Macau, China, 15 mai (Lusa) -- Mais de 3.000 pessoas, segundo os organizadores, e 1.100, de acordo com a polícia, saíram hoje à rua para pedir a demissão do chefe do Governo de Macau devido a um controverso donativo a uma universidade da China.
O protesto, sob o 'slogan' de três R ("Refund, Resign e Reform", "Reembolso, Resignação e Reforma), foi convocado pela Novo Macau, a maior associação pró-democracia e segue-se a uma petição lançada 'online', contra a atribuição, através da Fundação Macau, de um apoio de 100 milhões de yuan (13,5 milhões de euros) à Universidade de Jinan.
A Novo Macau entende haver "conflito de interesses" por o chefe do executivo, Fernando Chui Sai On, presidir ao Conselho de Curadores da Fundação Macau e ser, em simultâneo, vice-presidente do Conselho Geral da Universidade de Jinan.
O protesto, participado sobretudo por jovens, que teve início às 15:00 (08:00 em Lisboa) no Jardim Vasco da Gama, durou pouco mais de três horas, e decorreu de forma pacífica.
Na frente seguia uma imagem do rosto de Chui Sai On, com um 'carimbo' vermelho na testa com o número 380 -- o número de votos com que conquistou a reeleição, em 2014.
Para Ng Kuok Cheong, deputado e um dos fundadores da Novo Macau, existe conflito de interesses e um problema que radica na própria Fundação Macau. "Se o sistema realmente permite que qualquer pessoa deixe de estar em conflito de interesses por não receber salário então isto é um problema muito significativo para Macau porque mostra que o próprio sistema está errado".
"Este caso que acontece atualmente demonstra muito claramente que a Fundação Macau não tem legitimidade para lidar com tanto dinheiro (...). Os residentes não acreditam nesta fundação, não têm confiança nela", sublinhou.
Ng Kuok Cheong indicou que irá propor um mecanismo, como um "debate aberto na Assembleia Legislativa", onde sejam tomadas decisões sobre a atribuição de fundos para fora de Macau.

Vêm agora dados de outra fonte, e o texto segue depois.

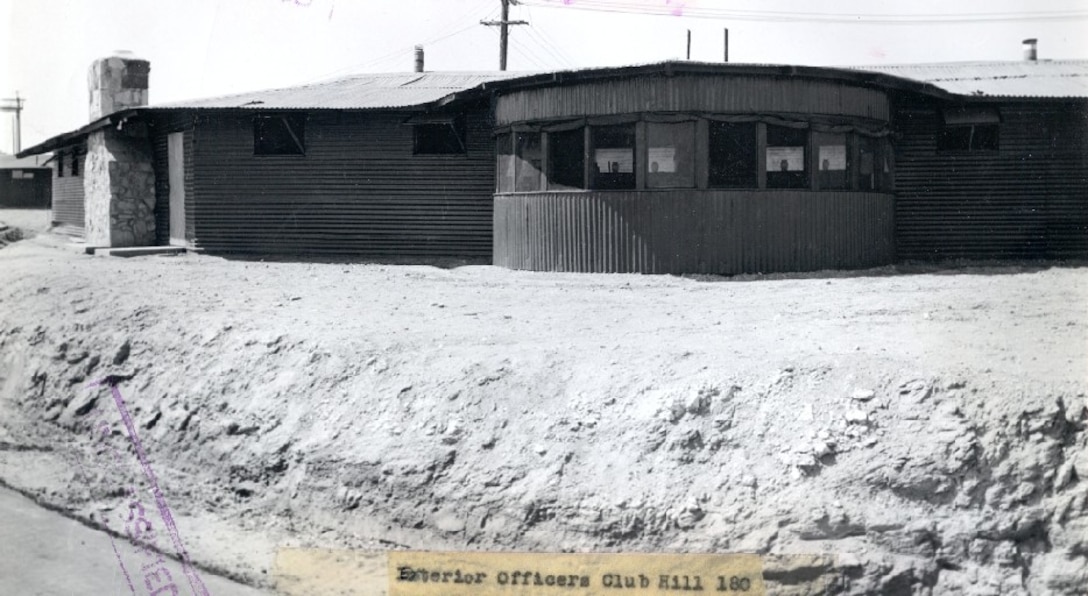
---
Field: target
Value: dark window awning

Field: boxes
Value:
[942,108,1001,126]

Leng, de 29 anos, foi uma das jovens que participou no protesto não por estar contra o donativo 'per si', mas antes contra a "falta de transparência", defendendo que tratando-se de erário público a decisão não deveria ser comunicada apenas quando foi já tomada.
Outras três jovens, incluindo duas estudantes e uma trabalhadora, decidiram juntar-se por não apoiar o donativo, defendendo que os fundos públicos deviam ser usados em prol da população de Macau.
Isabel Neves, outra participante, juntou vários argumentos: "Esse montante que foi doado não percorreu os caminhos corretos (...). Um montante tão grande devia passar através da Assembleia para eles autorizarem. Esse dinheiro pertence à população de Macau".
Os manifestantes ainda estiveram parados durante uns minutos na avenida onde se localiza a sede do Governo, que vai dar à Assembleia Legislativa, uma vez que a rua foi bloqueada pela polícia.
O bloqueio da polícia surgiu em cumprimento de uma decisão do Tribunal de Última Instância, que não permitiu que os manifestantes seguissem pela estrada, pelo que a reta final do percurso foi feita pelo passeio, terminando sob uma larga tenda que existe entre o Governo e a Assembleia Legislativa.
Dezenas de manifestantes seguiram ainda o presidente da Novo Macau, Scott Chiang, até à Colina da Penha, para deixar na caixa do correio da residência oficial do chefe do Executivo uma carta com as reivindicações, mas depararam-se com a estrada cortada.
A manifestação terminou com os participantes a transformarem as reivindicações impressas em pequenos aviões de papel que foram lançados, por cima do muro, para o interior de Santa Sancha.
O presidente da Novo Macau, Scott Chiang, prometeu que as iniciativas não vão parar enquanto não forem cumpridos os "três R".
"Não acabou, é realmente um verdadeiro início: Não é todos os dias que uma multidão de tão grande tamanho aparece. É uma mensagem forte o suficiente para o chefe do executivo e para aqueles que estão no poder no sentido de que o 'pork-barrel' [clientelismo] tem de parar já", concluiu.
O protesto de hoje foi o maior desde o realizado em maio de 2014, contra uma proposta de lei que previa regalias para os titulares dos principais cargos da região a aguardar posse, em efetividade e após cessação de funções.
A manifestação, que levou o Governo a retirar o diploma, juntou entre 10.000 e 15.000 pessoas segundo a organização e 8.000 de acordo com a polícia e foi a maior desde 1999, quando a administração de Macau passou de Portugal para a China.